There’s no doubt that imperial rule was a disaster. Take India. When the British first moved into Bengal, it was one of the richest places in the world. The first British merchant warriors described it as a paradise. That area is now Bangladesh and Calcutta — the very symbols of despair and hopelessness.
There were rich agricultural areas producing unusually fine cotton. They also had advanced manufacturing, by the standards of the day. For example, an Indian firm built one of the flagships for an English admiral during the Napoleonic Wars. It wasn’t built in British factories — it was the Indians’ own manufacture.
You can read about what happened in Adam Smith, who was writing over two hundred years ago. He deplored the deprivations that the British were carrying out in Bengal. As he puts it, they first destroyed the agricultural economy and then turned “dearth into a famine.” One way they did this was by taking the agricultural lands and turning them into poppy production (since opium was the only thing Britain could sell to China). Then there was mass starvation in Bengal.
The British also tried to destroy the existing manufacturing system in the parts of India they controlled. Starting from about 1700, Britain imposed harsh tariff regulations to prevent Indian manufacturers from competing with British textiles. They had to undercut and destroy Indian textiles because India had a comparative advantage. They were using better cotton and their manufacturing system was in many respects comparable to, if not better than, the British system.
The British succeeded. India deindustrialized, it ruralized. As the industrial revolution spread in England, India was turning into a poor, ruralized and agrarian country.
It wasn’t until 1846, when their competitors had been destroyed and they were way ahead, that Britain suddenly discovered the merits of free trade. Read the British liberal historians, the big advocates of free trade — they were very well aware of it. Right through that period they say: “Look, what we’re doing to India isn’t pretty, but there’s no other way for the mills of Manchester to survive. We have to destroy the competition.”

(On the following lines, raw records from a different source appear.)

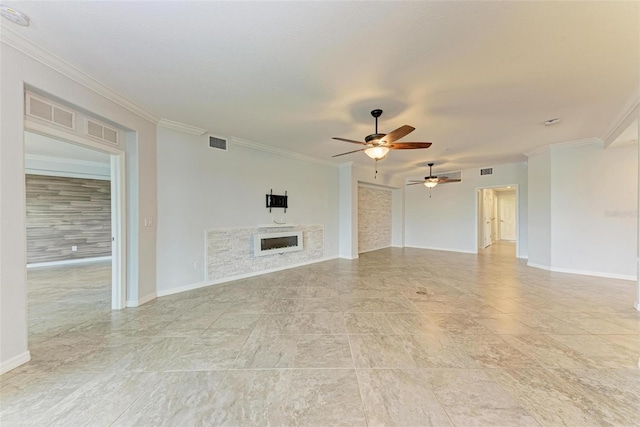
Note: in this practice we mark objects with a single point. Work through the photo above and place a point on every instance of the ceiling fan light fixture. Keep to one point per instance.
(431, 182)
(377, 153)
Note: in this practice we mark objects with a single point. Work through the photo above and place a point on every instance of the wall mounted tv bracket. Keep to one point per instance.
(277, 201)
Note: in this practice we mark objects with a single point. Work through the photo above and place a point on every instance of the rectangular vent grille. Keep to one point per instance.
(102, 132)
(50, 112)
(218, 143)
(486, 171)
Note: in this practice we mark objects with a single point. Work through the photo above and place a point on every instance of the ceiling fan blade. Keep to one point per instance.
(398, 133)
(350, 140)
(354, 151)
(409, 145)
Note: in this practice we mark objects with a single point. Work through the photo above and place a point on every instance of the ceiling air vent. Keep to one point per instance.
(486, 171)
(48, 111)
(104, 133)
(218, 143)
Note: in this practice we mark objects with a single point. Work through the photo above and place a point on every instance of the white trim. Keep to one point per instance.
(163, 293)
(181, 127)
(53, 159)
(46, 172)
(68, 262)
(431, 248)
(477, 231)
(72, 138)
(582, 272)
(16, 41)
(58, 166)
(14, 362)
(374, 249)
(540, 266)
(142, 301)
(280, 151)
(566, 144)
(118, 231)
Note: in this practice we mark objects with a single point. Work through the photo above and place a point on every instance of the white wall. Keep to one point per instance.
(540, 209)
(202, 188)
(447, 220)
(19, 70)
(351, 175)
(374, 218)
(594, 198)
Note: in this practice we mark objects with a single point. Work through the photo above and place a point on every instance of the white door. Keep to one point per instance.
(507, 207)
(486, 218)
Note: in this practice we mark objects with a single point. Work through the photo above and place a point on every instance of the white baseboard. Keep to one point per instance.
(583, 272)
(163, 293)
(143, 300)
(539, 266)
(68, 262)
(431, 248)
(14, 362)
(374, 249)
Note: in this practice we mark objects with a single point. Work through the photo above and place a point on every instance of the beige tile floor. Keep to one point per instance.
(399, 337)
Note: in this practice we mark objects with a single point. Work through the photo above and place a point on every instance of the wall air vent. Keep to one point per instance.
(102, 132)
(486, 171)
(217, 143)
(48, 111)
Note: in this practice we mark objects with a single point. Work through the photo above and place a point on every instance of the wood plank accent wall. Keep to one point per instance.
(65, 212)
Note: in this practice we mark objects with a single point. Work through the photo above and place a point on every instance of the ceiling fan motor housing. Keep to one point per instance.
(375, 138)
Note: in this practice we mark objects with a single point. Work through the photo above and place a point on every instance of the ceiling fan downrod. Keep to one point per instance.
(376, 113)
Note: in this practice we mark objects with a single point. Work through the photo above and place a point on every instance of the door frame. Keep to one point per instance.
(499, 214)
(118, 204)
(516, 187)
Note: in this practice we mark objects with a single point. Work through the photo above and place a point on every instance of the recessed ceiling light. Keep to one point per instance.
(14, 16)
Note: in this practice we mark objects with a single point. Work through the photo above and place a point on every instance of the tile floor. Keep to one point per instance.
(402, 337)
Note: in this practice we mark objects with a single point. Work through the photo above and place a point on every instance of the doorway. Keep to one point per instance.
(74, 168)
(497, 217)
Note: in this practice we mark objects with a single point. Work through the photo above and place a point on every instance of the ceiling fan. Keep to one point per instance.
(377, 145)
(432, 180)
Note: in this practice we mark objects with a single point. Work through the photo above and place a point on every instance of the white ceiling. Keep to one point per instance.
(628, 136)
(477, 79)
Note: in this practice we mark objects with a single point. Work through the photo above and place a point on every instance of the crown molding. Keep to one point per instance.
(280, 152)
(567, 144)
(629, 114)
(26, 46)
(181, 127)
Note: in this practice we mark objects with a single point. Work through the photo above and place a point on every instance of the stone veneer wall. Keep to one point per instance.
(374, 219)
(230, 250)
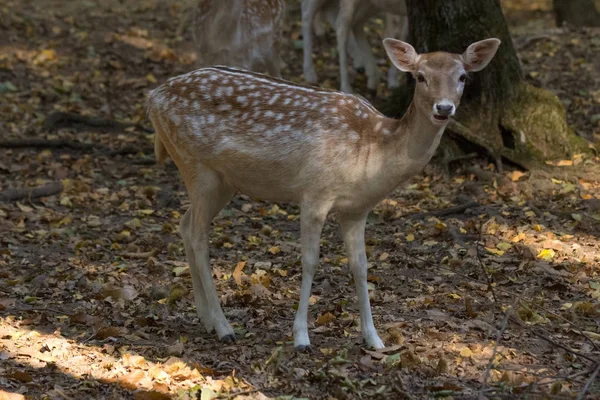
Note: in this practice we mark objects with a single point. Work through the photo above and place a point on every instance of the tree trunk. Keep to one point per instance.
(576, 12)
(499, 111)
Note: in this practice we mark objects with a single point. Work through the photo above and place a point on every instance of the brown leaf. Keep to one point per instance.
(325, 319)
(108, 331)
(133, 360)
(132, 379)
(150, 395)
(237, 273)
(126, 293)
(259, 291)
(10, 396)
(20, 376)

And it continues. We can pursue this case by case through India. In 1944, Nehru wrote an interesting book [The Discovery of India] from a British prison. He pointed out that if you trace British influence and control in each region of India, and then compare that with the level of poverty in the region, they correlate. The longer the British have been in a region, the poorer it is. The worst, of course, was Bengal — now Bangladesh. That’s where the British were first.

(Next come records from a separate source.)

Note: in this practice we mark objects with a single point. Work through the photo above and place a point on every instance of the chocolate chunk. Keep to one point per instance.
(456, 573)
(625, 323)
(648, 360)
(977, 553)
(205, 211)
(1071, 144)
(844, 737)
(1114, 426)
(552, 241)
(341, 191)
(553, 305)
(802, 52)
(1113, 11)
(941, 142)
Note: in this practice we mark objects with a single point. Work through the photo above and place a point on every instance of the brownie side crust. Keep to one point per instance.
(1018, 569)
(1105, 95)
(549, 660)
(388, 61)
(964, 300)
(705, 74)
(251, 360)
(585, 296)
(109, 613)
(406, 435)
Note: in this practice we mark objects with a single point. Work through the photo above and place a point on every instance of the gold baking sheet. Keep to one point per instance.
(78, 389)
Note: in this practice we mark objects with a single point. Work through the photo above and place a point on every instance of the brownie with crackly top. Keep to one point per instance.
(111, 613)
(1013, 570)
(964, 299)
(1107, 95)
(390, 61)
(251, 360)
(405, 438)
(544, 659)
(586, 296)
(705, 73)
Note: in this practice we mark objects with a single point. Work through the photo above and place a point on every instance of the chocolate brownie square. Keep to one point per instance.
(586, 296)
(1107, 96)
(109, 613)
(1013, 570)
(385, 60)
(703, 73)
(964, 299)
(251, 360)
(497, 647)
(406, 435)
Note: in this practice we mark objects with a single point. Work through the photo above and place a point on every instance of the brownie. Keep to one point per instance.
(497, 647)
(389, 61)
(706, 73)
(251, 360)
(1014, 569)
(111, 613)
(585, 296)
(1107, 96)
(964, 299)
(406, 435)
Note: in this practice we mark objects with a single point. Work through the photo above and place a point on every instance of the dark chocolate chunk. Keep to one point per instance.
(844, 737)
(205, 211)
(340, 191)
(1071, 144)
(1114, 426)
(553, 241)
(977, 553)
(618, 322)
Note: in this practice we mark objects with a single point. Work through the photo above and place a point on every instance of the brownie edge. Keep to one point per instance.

You can’t trace these same things in Canada and North America, because there they just decimated the population. It’s not only the current “politically correct” commentators that describe this — you can go right back to the founding fathers.
The first secretary of defense, General Henry Knox, said that what we’re doing to the native population is worse than what the conquistadors did in Peru and Mexico. He said future historians will look at the “destruction” of these people — what would nowadays be called genocide — and paint the acts with “sable colors” [in other words, darkly].

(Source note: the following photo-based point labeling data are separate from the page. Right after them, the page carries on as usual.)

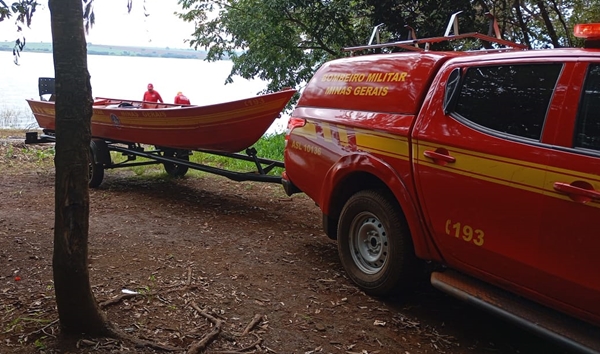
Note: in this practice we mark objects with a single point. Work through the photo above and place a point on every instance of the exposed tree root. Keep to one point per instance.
(116, 300)
(202, 344)
(115, 333)
(256, 320)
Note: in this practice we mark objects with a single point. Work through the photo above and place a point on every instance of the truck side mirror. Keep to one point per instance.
(451, 92)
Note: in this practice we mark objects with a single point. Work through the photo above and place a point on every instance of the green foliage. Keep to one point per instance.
(285, 41)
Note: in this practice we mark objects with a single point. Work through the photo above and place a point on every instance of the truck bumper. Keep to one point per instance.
(289, 187)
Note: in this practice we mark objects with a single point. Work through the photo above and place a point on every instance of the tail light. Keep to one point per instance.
(293, 123)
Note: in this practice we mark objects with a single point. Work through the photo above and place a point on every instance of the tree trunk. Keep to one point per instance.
(77, 309)
(522, 25)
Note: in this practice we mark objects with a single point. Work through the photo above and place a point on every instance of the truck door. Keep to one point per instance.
(480, 166)
(570, 228)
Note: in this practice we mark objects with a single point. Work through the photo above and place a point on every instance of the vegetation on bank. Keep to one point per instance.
(95, 49)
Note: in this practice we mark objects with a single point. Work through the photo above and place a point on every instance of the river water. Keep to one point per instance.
(123, 77)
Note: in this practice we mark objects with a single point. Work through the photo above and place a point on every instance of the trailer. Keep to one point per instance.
(176, 162)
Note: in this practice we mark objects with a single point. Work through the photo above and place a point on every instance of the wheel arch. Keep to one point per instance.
(353, 173)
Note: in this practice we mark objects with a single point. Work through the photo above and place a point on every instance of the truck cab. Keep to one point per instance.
(485, 163)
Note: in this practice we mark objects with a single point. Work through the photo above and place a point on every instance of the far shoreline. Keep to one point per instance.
(115, 50)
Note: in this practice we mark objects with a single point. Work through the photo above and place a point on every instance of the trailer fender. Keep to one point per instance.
(100, 153)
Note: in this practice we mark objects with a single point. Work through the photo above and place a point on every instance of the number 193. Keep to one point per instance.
(466, 232)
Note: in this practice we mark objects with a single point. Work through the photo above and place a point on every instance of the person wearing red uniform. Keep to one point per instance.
(181, 99)
(151, 95)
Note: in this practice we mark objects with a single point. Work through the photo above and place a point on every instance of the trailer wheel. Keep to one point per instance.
(374, 243)
(96, 172)
(174, 169)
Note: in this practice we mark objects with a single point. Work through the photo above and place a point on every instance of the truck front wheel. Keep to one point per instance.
(374, 243)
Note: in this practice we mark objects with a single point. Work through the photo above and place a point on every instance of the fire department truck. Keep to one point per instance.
(485, 162)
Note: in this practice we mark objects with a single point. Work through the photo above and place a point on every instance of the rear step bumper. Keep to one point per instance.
(567, 331)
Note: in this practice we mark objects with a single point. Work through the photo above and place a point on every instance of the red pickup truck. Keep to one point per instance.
(486, 163)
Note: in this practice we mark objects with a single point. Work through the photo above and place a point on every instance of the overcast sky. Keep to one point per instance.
(114, 26)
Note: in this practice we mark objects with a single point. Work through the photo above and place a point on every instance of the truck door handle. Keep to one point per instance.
(440, 156)
(579, 191)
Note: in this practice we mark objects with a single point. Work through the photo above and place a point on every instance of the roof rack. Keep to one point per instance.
(414, 43)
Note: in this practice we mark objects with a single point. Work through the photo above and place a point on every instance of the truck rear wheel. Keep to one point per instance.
(374, 243)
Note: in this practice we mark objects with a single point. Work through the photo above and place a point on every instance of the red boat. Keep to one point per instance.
(225, 127)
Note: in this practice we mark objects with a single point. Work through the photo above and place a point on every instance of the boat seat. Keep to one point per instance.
(46, 87)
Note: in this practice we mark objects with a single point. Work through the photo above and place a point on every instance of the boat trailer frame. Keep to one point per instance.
(176, 159)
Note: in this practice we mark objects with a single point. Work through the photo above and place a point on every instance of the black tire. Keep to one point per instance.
(174, 169)
(374, 244)
(96, 172)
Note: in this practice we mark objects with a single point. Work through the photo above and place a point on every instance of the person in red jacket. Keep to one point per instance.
(151, 96)
(181, 99)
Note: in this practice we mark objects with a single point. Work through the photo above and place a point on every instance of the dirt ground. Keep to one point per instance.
(245, 253)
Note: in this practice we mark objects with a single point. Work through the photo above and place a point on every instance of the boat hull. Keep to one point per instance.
(228, 127)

This was known all the way through. Long after John Quincy Adams, the intellectual father of Manifest Destiny, left power, he became an opponent of both slavery and the policy toward the Indians. He said he’d been involved — along with the rest of them — in a crime of “extermination” of such enormity that surely God would punish them for these “heinous sins.”
Latin America was more complex, but the initial population was virtually destroyed within a hundred and fifty years. Meanwhile, Africans were brought over as slaves. That helped devastate Africa even before the colonial period, then the conquest of Africa drove it back even further.
After the West had robbed the colonies — as they did, no question about that, and there’s also no question that it contributed to their own development — they changed over to so-called “neocolonial” relationships, which means domination without direct administration. After that it was generally a further disaster.